PCI Associate Cardholder Data Declaration

INTERNAL USE ONLY
Version: V1.0 Page 4 of 5

2 INTRODUCTION
2.1 Purpose
To ensure that authorized associates only obtain from customers or process customer
payment card information within defined applications and tools or in accordance
with defined processes. Associates authorized to undertake such activity are
required to sign the attached declaration by way of compliance.

2.2 Scope
This declaration covers all associates working within an operational area, where
payment card information is processed, who are defined as being responsible for the
processing of payment card information as part of their role.

3 INSTRUCTION
It is the responsibility of the Operations Manager within each client program to
ensure that all declarations are completed by all authorized associates. It shall be a
condition that this declaration is signed and returned to the Operations Manager in
advance of completing training. Once signed the declaration shall be retained in the
employees personnel file.

Operations Managers shall be responsible to maintain a summary record of all

associates within their client program detailing the name and date of signing of each
associate declaration. Records shall be maintained and made available for audit upon
request.

4 COMPLIANCE

Compliance with this instruction is mandatory and is subject to independent review

by both internal and external parties. Violations of this policy will be subject to
disciplinary action and/or governing contract in the case of 3rd parties. Violations will
be investigated and may result in enforcement of relevant contractual terms,
disciplinary action, up to and including termination.

5 EXCEPTIONS

Cases for exceptions to this instruction may be made upon application.
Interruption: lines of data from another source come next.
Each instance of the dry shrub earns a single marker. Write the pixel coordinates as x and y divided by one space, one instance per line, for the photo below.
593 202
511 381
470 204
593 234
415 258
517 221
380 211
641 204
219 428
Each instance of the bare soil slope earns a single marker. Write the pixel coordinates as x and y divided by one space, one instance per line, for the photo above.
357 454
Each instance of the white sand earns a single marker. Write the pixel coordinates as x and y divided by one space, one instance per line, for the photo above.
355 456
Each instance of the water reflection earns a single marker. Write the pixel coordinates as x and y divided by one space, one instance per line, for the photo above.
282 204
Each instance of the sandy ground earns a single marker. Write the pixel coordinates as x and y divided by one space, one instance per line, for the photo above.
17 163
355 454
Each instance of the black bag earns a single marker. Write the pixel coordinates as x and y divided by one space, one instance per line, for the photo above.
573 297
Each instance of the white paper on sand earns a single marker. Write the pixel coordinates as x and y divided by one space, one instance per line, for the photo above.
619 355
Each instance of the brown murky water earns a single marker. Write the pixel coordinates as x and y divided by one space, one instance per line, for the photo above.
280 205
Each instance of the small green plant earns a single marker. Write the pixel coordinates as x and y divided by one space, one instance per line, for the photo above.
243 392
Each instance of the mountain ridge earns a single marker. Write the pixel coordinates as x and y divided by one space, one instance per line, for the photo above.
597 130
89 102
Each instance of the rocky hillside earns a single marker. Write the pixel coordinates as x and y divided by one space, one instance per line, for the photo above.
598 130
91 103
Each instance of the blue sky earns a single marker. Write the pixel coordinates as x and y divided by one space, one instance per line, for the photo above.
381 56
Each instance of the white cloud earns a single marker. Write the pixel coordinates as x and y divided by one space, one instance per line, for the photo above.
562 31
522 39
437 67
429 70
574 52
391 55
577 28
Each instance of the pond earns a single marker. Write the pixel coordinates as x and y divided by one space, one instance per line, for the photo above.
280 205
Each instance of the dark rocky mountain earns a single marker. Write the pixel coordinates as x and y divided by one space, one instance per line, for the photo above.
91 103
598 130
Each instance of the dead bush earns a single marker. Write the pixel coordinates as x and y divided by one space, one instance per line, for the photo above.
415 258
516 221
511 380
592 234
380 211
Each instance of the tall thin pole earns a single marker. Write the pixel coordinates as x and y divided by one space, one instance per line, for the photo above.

A

documented exception will only be considered for a specific operational or functional
area and for a defined timeframe. All exceptions will require completion of a risk
assessment and formal risk acceptance by relevant and impacted management.

Any approved exception, shall be documented and appropriately authorized in

accordance with the defined and authorized exception process.

CONTROLLED DOCUMENT – UNCONTROLLED IF PRINTED OR COPIED FROM CENTRAL PROCESS

REPOSITORY (SHAREPOINT)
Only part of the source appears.